Getting the optimal value

We talked a lot about finding the best line or best location for summarizing data so here we will dive a bit deeper into how do we do that.

Brute Force Search (parameter sweep)

Once we have narrowed down a particular objective function like the squared loss, we could literally write this function using programming. As an example, we will continue with the weights from NHANES and again start with just finding the best location:

import pandas as pd

nhanes = pd.read_csv("nhanes_2015_2015_demo.csv")
nhanes.head(3)


def weight_sqloss1d(parameters, data):
    est_weights = parameters
    error = data.weight_kg - est_weights
    sq_error = error**2
    return sq_error.sum(skipna=True)

weight_sqloss1d(35, youth)
# Out[90]: 2165512.88
weight_sqloss1d(40, youth)
# Out[91]: 2291555.88
In [93]: weight_sqloss1d(30, youth)
# Out[93]: 2228419.88

Different parameters will output different values for the objective. To find the smallest square loss value, we could try to search over reasonable weight values to see which value will return the smallest squared loss.

import seaborn as sns

sns.set()

vals_to_seed = [30 + i for i in range(10)]
obj = [weight_sqloss1d(i, youth) for i in vals_to_seed)
sns.scatter_plot(vals, obj)
plt.title('Evaluating Squared Loss at Equal Intervals')
plt.xlabel('Weights (kg)')
plt.ylabel('Objective (kg^2)')
plt.show()

obj 1D parameter sweet

Notice that the minimum is likely around 34kg but we were lucky because we know roughly the range of people’s weights. Let’s try to repeat this process for the optimal line.

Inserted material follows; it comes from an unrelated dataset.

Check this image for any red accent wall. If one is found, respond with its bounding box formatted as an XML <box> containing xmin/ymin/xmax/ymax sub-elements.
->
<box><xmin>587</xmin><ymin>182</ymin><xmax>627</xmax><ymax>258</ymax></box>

To do this, we’ll have to first create a range of values to search over. The example below is created by a few tries to highlight

from itertools import product
import numpy as np

def weight_sqloss2d(parameters, data):
    # \hat{W}_j = a + b * H_j
    est_weights = parameters[0] + parameters[1] * data.height_cm
    error = data.weight_kg - est_weights
    sq_error = error**2
    return sq_error.sum(skipna=True)


num_cands = 100
params = {
    'intercept': (-300, 200),
    'slope': (-2, 4)}
param_sweep = {
    par: np.linspace(low, high, num_cands)
    for par, (low, high) in params.items()}

xyz = np.empty((num_cands**2, 3))
for i, (x, y) in enumerate(product(param_sweep['intercept'],
                                   param_sweep['slope'])):
    z = weight_sqloss2d([x, y], youth)
    xyz[i, :] = x, y, z

obj 2D parameter sweet Lighter colors correspond to smaller values from the square loss where darker colors correspond to larger values. Notice how the change in the objective function changes at a different rate for the different parameters. Also notice that extreme values in one parameter can be somewhat compensated by adjusting the other parameters.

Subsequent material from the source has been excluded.